EDMONTON - To mark National Housing Day, housing rights advocates gathered on the steps of the Legislature building to “evict” the provincial government for their doomed-for-failure affordable housing strategy and lack of urgency in addressing the housing emergency in Alberta.
“Housing is essential – just like food and water,” said Erick Ambtman, Executive Director of EndPovertyEdmonton. “Every single person in Alberta needs a safe place to call home. However, many people are struggling to access this basic human right. 24,000 households in Alberta are waiting for affordable housing support. And those who already have housing are facing rapidly rising rents, substandard accommodations, and the stress and anxiety that goes along with these realities.”
Bradley Lafortune, Executive Director of Public Interest Alberta added “Rather than helping these families and ensuring a recovery where no one is left behind, the Kenney government has given yet another gift to wealthy corporations, big financialized landlords, and developers. The UCP have handed over public housing into profit-motivated private hands – meaning the rich are getting even richer at the expense of struggling families. The UCP government has proven its not fit to tackle housing and homelessness or any other pressing crisis during this pandemic. And that’s why, today, we’re evicting them.”
Shima Robinson, a local spoken word artist and community organizer, highlighted the urgent need to address housing for all, and in particular for those most vulnerable to housing insecurity, poverty, and homelessness.
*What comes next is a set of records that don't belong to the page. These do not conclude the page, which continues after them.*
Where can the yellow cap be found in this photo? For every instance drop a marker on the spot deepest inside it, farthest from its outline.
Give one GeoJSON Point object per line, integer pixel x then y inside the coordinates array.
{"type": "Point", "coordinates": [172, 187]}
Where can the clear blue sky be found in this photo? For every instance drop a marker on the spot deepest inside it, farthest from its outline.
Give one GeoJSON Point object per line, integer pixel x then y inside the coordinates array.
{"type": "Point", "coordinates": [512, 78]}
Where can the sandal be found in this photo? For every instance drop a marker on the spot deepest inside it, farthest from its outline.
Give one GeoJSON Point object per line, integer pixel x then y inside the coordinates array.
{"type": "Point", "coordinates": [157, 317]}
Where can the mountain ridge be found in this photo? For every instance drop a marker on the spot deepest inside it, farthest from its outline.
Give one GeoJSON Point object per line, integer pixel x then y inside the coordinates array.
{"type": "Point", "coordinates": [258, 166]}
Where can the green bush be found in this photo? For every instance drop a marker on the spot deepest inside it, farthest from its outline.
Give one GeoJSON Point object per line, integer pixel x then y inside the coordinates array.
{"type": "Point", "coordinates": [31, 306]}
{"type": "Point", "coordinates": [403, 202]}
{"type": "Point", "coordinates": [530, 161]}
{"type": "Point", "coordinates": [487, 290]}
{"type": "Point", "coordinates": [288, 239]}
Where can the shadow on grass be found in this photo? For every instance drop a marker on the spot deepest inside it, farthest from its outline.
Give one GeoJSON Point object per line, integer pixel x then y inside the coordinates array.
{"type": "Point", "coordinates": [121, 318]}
“Nationally, 1 in 3 renters are worried about making rent next month,” said Robinson. “Over 1 in 10 Albertans spend more than 30% of their income on housing costs. This is unsustainable and sets people up, who are already vulnerable – immigrants, seniors, people with disabilities, Indigenous people and more – to experience even worse outcomes such as homelessness. All levels of government need to step up immediately to address this urgent crisis. Despite the combined crises of homelessness, opioid addiction and overdose, and mental illness, each of those three issues remains a grave and urgent problem that needs attention, innovative approaches to prevention, and funding from all levels of government. Affordable, accessible, permanent housing is key to making necessary improvements to the standards of living for disenfranchised members of our shared communities. Meaningful government action on these crises is long overdue.”
Jim Gurnett, a housing rights advocate with the Edmonton Coalition on Housing and Homelessness, stressed the ongoing and worsening nature of the housing crisis.
“This ongoing crisis has been deepening for decades, and has been accelerated by the pandemic. In Canada, wages have stagnated for over 40 years and we have suffered with decades of cuts to public services – including public affordable housing. Canadians living with disabilities have seen their income support shrink year over year. In major Albertan cities, the minimum wage is far below the living wage where someone can afford adequate housing. Housing is a cornerstone of a recovery for all – we can’t leave anyone behind.”
“We can – and need – to do so much better,” said Lafortune. “Housing is a human right.”